Herausgabe von Behandlungsunterlagen nach § 630g BGB – Kostenentscheidung zu Lasten der Beklagten
KI-Zusammenfassung
Der Kläger verlangte Herausgabe seiner Behandlungsunterlagen nach § 630g BGB, nachdem eine anwaltliche Aufforderung per Fax unbeantwortet blieb. Das Gericht hielt den Anspruch zum Klagezeitpunkt für fällig, weil die Vollmacht wirksam dargelegt war und die Vorlage des Originals nicht erforderlich ist. Eine gesonderte schriftliche Schweigepflichtentbindung oder Einwilligung nach BDSG war nicht erforderlich.
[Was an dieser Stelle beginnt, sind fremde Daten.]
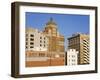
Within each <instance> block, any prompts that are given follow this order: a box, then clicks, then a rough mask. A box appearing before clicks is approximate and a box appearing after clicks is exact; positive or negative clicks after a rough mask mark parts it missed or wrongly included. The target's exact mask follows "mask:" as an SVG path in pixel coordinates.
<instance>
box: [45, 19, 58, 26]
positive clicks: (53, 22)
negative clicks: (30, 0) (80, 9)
mask: <svg viewBox="0 0 100 80" xmlns="http://www.w3.org/2000/svg"><path fill="white" fill-rule="evenodd" d="M50 24H53V25H57V24H56V23H55V22H54V21H53V18H50V20H49V21H48V22H47V23H46V25H50Z"/></svg>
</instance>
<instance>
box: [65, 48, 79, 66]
mask: <svg viewBox="0 0 100 80" xmlns="http://www.w3.org/2000/svg"><path fill="white" fill-rule="evenodd" d="M77 59H78V51H76V50H75V49H68V50H67V65H68V66H71V65H77V64H78V60H77Z"/></svg>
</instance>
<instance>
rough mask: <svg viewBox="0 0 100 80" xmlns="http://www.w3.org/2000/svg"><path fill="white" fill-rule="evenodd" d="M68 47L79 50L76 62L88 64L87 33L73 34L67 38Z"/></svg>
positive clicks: (69, 47)
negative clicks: (70, 36)
mask: <svg viewBox="0 0 100 80" xmlns="http://www.w3.org/2000/svg"><path fill="white" fill-rule="evenodd" d="M68 49H76V51H79V54H78V64H89V58H90V56H89V35H87V34H81V33H77V34H73V35H72V36H71V37H69V38H68Z"/></svg>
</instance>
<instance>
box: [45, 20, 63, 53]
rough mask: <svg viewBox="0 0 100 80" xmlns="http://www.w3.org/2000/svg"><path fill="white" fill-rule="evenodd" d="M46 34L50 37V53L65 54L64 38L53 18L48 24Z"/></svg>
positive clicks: (46, 23)
mask: <svg viewBox="0 0 100 80" xmlns="http://www.w3.org/2000/svg"><path fill="white" fill-rule="evenodd" d="M44 34H46V36H47V37H48V50H49V52H57V53H58V52H64V37H63V36H61V35H60V34H59V32H58V30H57V24H56V23H55V22H54V20H53V18H50V20H49V21H48V22H47V23H46V26H45V29H44Z"/></svg>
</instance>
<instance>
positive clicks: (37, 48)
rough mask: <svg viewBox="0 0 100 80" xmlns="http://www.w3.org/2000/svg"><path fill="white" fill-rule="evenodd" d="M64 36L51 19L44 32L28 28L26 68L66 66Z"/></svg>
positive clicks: (26, 29)
mask: <svg viewBox="0 0 100 80" xmlns="http://www.w3.org/2000/svg"><path fill="white" fill-rule="evenodd" d="M64 60H65V50H64V36H62V35H61V34H59V32H58V30H57V24H56V23H55V22H54V21H53V19H52V18H51V19H50V20H49V21H48V22H47V23H46V26H45V29H44V31H38V30H37V29H33V28H26V67H34V66H58V65H64V64H65V61H64Z"/></svg>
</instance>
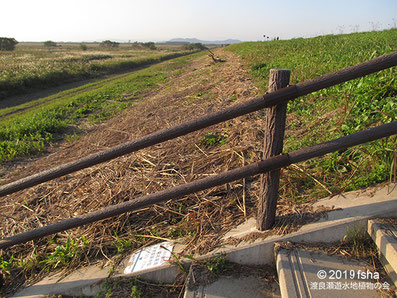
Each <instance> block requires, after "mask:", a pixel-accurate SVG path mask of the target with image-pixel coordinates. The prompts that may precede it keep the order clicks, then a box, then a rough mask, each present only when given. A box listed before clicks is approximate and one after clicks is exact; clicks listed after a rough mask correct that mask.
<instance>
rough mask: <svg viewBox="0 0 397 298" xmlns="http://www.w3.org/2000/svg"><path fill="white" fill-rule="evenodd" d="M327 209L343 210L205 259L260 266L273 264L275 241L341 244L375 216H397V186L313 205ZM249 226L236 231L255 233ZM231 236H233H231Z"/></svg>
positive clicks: (384, 216)
mask: <svg viewBox="0 0 397 298" xmlns="http://www.w3.org/2000/svg"><path fill="white" fill-rule="evenodd" d="M321 205H322V206H327V207H332V206H334V207H335V208H342V210H335V211H330V212H328V213H327V217H326V218H323V219H321V220H319V221H317V222H313V223H309V224H306V225H304V226H303V227H302V228H300V230H299V231H297V232H294V233H291V234H287V235H283V236H270V237H267V238H266V239H264V240H263V239H258V240H257V241H255V242H253V243H245V242H242V243H240V244H239V245H237V246H224V247H220V248H217V249H215V250H214V251H213V252H211V253H210V254H207V255H205V256H202V257H201V258H202V259H206V258H209V257H211V256H214V255H215V254H217V253H225V254H226V258H227V260H228V261H231V262H234V263H238V264H246V265H258V264H269V263H272V262H274V257H273V248H274V242H278V241H291V242H335V241H340V240H342V239H343V237H344V236H345V235H346V234H347V232H348V231H349V230H352V229H356V230H361V231H364V232H365V231H366V230H367V223H368V219H370V218H373V217H388V216H393V215H395V214H397V184H389V185H386V186H382V187H378V188H370V189H367V190H364V191H352V192H348V193H345V194H342V195H339V196H336V197H333V198H331V199H329V198H328V199H323V200H320V201H319V202H317V203H316V204H314V206H315V207H319V206H321ZM246 226H248V227H249V228H248V231H249V232H248V231H247V230H246V231H247V233H244V229H241V230H240V231H239V227H237V228H236V229H235V230H236V231H238V232H235V233H236V234H237V233H238V234H239V235H240V236H246V235H248V234H250V233H252V232H251V230H252V223H251V227H250V226H249V225H247V224H246ZM229 237H230V236H229Z"/></svg>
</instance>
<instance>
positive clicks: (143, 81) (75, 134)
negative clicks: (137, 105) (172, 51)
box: [0, 53, 202, 162]
mask: <svg viewBox="0 0 397 298" xmlns="http://www.w3.org/2000/svg"><path fill="white" fill-rule="evenodd" d="M197 55H202V53H198V54H192V55H188V56H184V57H179V58H176V59H174V60H172V61H169V62H167V63H164V64H157V65H154V66H151V67H149V68H146V69H143V70H139V71H136V72H134V73H131V74H128V75H122V76H120V77H117V78H110V79H107V80H104V81H100V82H95V83H91V84H87V85H84V86H81V87H78V88H75V89H71V90H67V91H64V92H61V93H58V94H55V95H53V96H50V97H47V98H42V99H39V100H37V101H35V102H28V103H26V104H24V105H21V106H16V107H12V108H8V109H3V110H0V117H1V115H7V114H8V113H11V112H13V114H12V115H11V116H3V117H2V118H0V162H4V161H10V160H13V159H15V158H18V157H22V156H28V155H32V154H37V153H41V152H44V151H45V149H46V146H47V145H48V144H50V143H52V142H55V141H57V139H59V138H60V137H61V138H66V139H73V138H75V137H78V135H76V132H67V130H68V129H70V127H71V125H76V124H77V125H78V124H79V123H81V122H82V121H88V123H92V124H95V123H99V122H101V121H104V120H106V119H108V118H110V117H111V116H113V115H115V114H116V113H118V112H119V111H121V110H123V109H125V108H127V107H129V106H131V105H132V104H133V103H134V102H136V101H138V100H140V98H141V96H142V94H143V93H144V92H145V91H147V90H149V89H151V88H154V87H155V86H157V85H158V84H161V83H163V82H165V81H166V80H167V79H168V78H169V76H170V75H172V74H173V73H174V72H175V71H181V69H183V66H184V65H185V64H186V63H188V62H189V61H190V60H191V59H193V57H196V56H197ZM18 110H20V111H19V112H18Z"/></svg>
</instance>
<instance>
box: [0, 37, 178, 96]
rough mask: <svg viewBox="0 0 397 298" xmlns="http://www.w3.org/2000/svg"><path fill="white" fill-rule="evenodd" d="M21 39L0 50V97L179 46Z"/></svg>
mask: <svg viewBox="0 0 397 298" xmlns="http://www.w3.org/2000/svg"><path fill="white" fill-rule="evenodd" d="M85 46H86V48H85V50H83V49H82V48H81V47H80V45H79V44H59V45H58V46H57V47H45V46H44V45H43V44H41V43H22V44H18V45H17V47H16V49H15V50H14V51H11V52H7V51H0V100H1V99H4V98H6V97H8V96H11V95H15V94H23V93H26V92H29V91H31V90H32V89H42V88H48V87H53V86H59V85H62V84H64V83H68V82H73V81H76V80H82V79H88V78H93V77H99V76H102V75H104V74H109V73H115V72H121V71H126V70H132V69H134V68H137V67H140V66H144V65H148V64H151V63H156V62H160V61H163V60H166V59H170V58H175V57H177V56H180V55H181V54H183V53H186V51H185V50H184V49H183V47H181V46H180V47H177V46H161V47H158V48H157V49H156V50H150V49H149V48H145V47H137V46H133V45H127V44H122V45H120V46H119V47H118V48H111V49H109V48H103V47H100V46H99V45H98V44H87V45H85Z"/></svg>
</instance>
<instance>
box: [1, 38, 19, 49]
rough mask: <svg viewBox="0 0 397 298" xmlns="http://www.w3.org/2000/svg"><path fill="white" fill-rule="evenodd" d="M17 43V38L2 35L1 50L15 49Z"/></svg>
mask: <svg viewBox="0 0 397 298" xmlns="http://www.w3.org/2000/svg"><path fill="white" fill-rule="evenodd" d="M17 44H18V42H17V41H16V40H15V38H9V37H0V51H13V50H14V49H15V46H16V45H17Z"/></svg>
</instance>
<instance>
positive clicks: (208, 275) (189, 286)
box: [184, 265, 281, 298]
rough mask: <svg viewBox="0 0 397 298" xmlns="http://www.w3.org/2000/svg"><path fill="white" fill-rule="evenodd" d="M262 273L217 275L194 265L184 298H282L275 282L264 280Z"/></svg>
mask: <svg viewBox="0 0 397 298" xmlns="http://www.w3.org/2000/svg"><path fill="white" fill-rule="evenodd" d="M264 277H265V275H264V274H263V272H262V275H261V274H260V272H257V271H256V270H255V269H249V268H245V269H243V270H236V271H235V272H233V273H232V274H231V272H229V274H225V273H223V274H220V275H215V274H213V273H211V272H209V271H208V270H207V269H206V268H205V266H204V267H203V266H200V265H192V266H191V267H190V271H189V275H188V278H187V282H186V288H185V295H184V298H204V297H205V298H218V297H228V298H234V297H235V298H241V297H258V298H259V297H281V296H280V288H279V286H278V284H277V282H276V281H275V280H273V281H269V280H266V278H264Z"/></svg>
Die Parteien erklärten die Hauptsache für erledigt; die Kosten trägt die Beklagte.
Ausgang: Kostenspruch zugunsten des Klägers: Die Kosten des Rechtsstreits werden der Beklagten auferlegt (Streitwert €12.000).
Abstrakte Rechtssätze
Nach § 630g BGB besteht ein Anspruch des Patienten auf Herausgabe bzw. Abschriften der Behandlungsunterlagen gegen Erstattung der Kopierkosten; der Anspruch ist fällig, sobald er wirksam geltend gemacht wird.
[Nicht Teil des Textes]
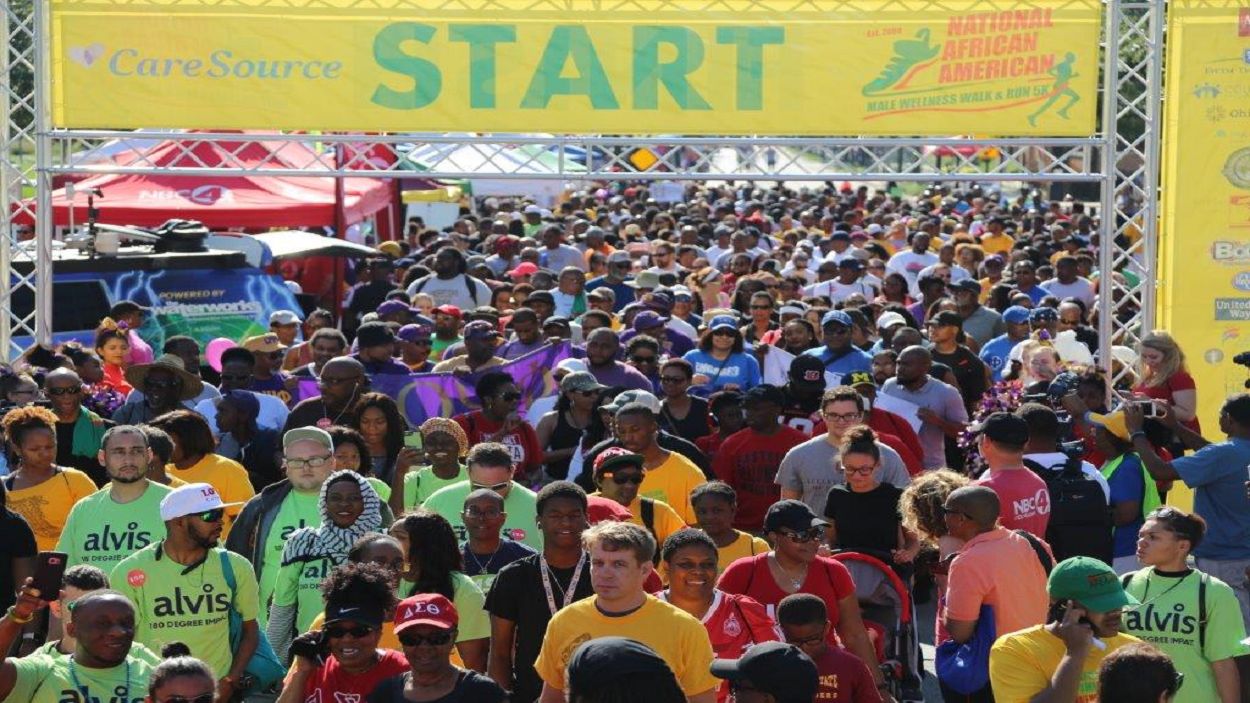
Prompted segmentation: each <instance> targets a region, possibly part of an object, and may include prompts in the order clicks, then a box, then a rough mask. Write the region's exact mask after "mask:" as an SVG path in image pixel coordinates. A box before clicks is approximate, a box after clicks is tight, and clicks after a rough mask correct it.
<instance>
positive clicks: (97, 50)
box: [70, 41, 104, 69]
mask: <svg viewBox="0 0 1250 703" xmlns="http://www.w3.org/2000/svg"><path fill="white" fill-rule="evenodd" d="M101 56H104V44H100V43H99V41H98V43H95V44H93V45H90V46H70V59H73V60H74V61H76V63H78V64H80V65H81V66H83V68H86V69H90V68H91V65H93V64H95V61H96V60H98V59H100V58H101Z"/></svg>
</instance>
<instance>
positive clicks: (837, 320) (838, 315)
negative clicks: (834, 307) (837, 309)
mask: <svg viewBox="0 0 1250 703" xmlns="http://www.w3.org/2000/svg"><path fill="white" fill-rule="evenodd" d="M831 324H840V325H843V326H848V328H849V326H851V325H853V323H851V316H850V315H848V314H846V313H844V311H843V310H830V311H828V313H825V316H824V318H820V326H823V328H824V326H829V325H831Z"/></svg>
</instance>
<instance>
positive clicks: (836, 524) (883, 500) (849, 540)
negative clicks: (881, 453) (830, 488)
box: [825, 483, 903, 552]
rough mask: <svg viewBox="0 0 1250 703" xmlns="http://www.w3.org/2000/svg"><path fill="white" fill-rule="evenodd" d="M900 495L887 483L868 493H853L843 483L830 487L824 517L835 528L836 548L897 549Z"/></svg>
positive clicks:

Die Vorlage der Originalvollmachtsurkunde ist keine Fälligkeitsvoraussetzung; eine per Fax vorgelegte Vollmacht genügt, wenn die Bevollmächtigung tatsächlich besteht und die Gegenseite nicht unverzüglich Einwendungen erhebt.
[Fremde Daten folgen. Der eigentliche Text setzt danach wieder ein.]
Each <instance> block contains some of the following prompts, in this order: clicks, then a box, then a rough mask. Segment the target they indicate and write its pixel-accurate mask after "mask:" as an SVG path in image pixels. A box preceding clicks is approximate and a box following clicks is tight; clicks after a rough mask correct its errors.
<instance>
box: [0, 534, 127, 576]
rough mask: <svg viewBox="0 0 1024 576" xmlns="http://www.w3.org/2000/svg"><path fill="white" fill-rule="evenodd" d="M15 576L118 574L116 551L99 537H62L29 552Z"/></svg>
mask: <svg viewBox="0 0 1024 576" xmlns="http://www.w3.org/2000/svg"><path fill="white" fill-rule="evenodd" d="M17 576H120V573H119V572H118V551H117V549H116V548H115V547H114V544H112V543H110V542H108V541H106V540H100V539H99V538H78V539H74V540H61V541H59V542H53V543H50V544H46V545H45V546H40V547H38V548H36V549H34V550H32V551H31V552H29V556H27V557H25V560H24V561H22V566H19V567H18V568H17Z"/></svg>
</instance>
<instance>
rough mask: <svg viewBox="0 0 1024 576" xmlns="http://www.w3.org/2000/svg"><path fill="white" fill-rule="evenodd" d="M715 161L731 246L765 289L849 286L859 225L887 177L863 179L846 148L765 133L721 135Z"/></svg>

Die Anfertigung und Übersendung von Kopien der Patientenakte an den Anspruchsberechtigten (oder dessen Vertreter) erfordert nicht generell eine gesonderte schriftliche Einwilligung nach dem Bundesdatenschutzgesetz.
Einwände wegen formaler Mängel (z.B. fehlendes Originaldokument) sind unverzüglich zu erheben; unterlässt die Gegenseite dies und reagiert nicht auf Aufforderungen, kann sie sich hierauf nicht schlüssig berufen.
Tenor
Die Kosten des Rechtsstreits werden der Beklagten auferlegt.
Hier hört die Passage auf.